Germany sold $5.7 billion of debt today to yield 0 percent, a reflection of how much Europe's largest economy has diverged from its southern neighbors who are paying far more to borrow.
Berlin
Germany's central bank borrowed €4.5 billion ($5.7 billion) today. The interest demanded by lenders in return? Nothing, a measure of the panic in the rest of the eurozone.
“That’s a very good result for us,” said a spokesman of Germany’s Federal Finance Agency in Frankfurt, which manages the sales. “It is an impressive illustration of investors’ search for quality.”
But the first time in history the German central bank sold two-year notes to yield zero percent is evidence of how much trouble the rest of Europe is in. The free money for Germany amount to a loss for investors after inflation. Why are bankers willing to lose money on a loan to Germany? Because it isn't Greece. Or Italy. Or Spain.
Germany is not only one of the few growing European economies but its domestic finances are rock solid, unlike its eurozone peers.

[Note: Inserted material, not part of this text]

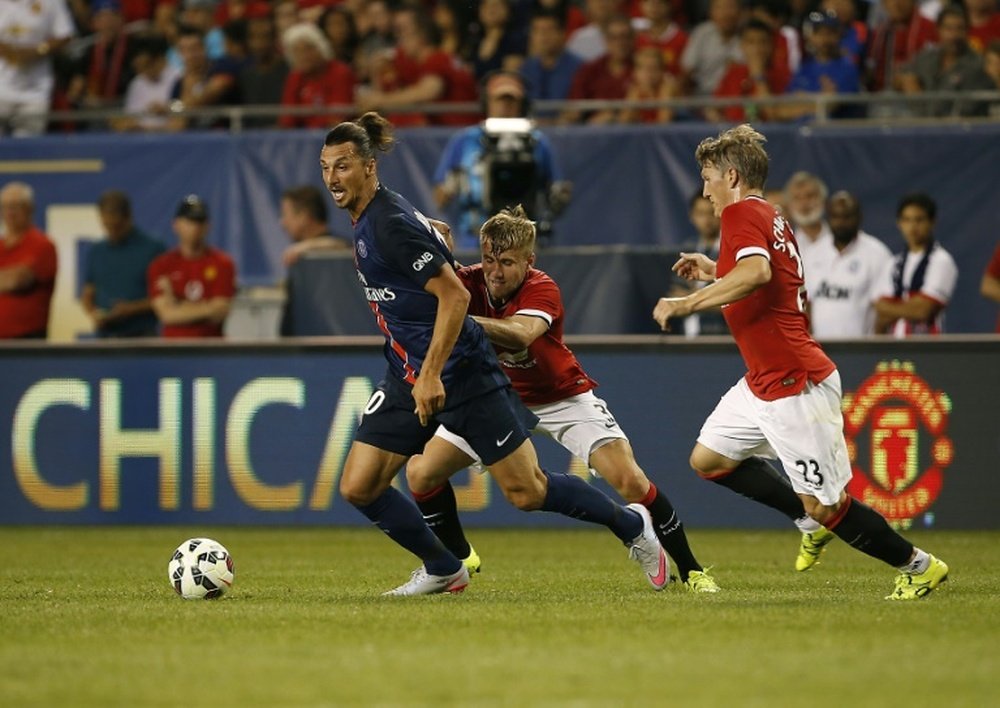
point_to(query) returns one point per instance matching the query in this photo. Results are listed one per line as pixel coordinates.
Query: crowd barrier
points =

Spain and Italy are paying more than six percent to borrow, because investors fear they'll default. European bankers, worried about ending up holding worthless paper, have few good options but the Bundesbank.
Seven percent is perceived as the threshold beyond which borrowing becomes unsustainable – Greece, Portugal and Ireland all asked the European Union and International Monetary Fund for financial aid after their borrowing costs breached that threshold.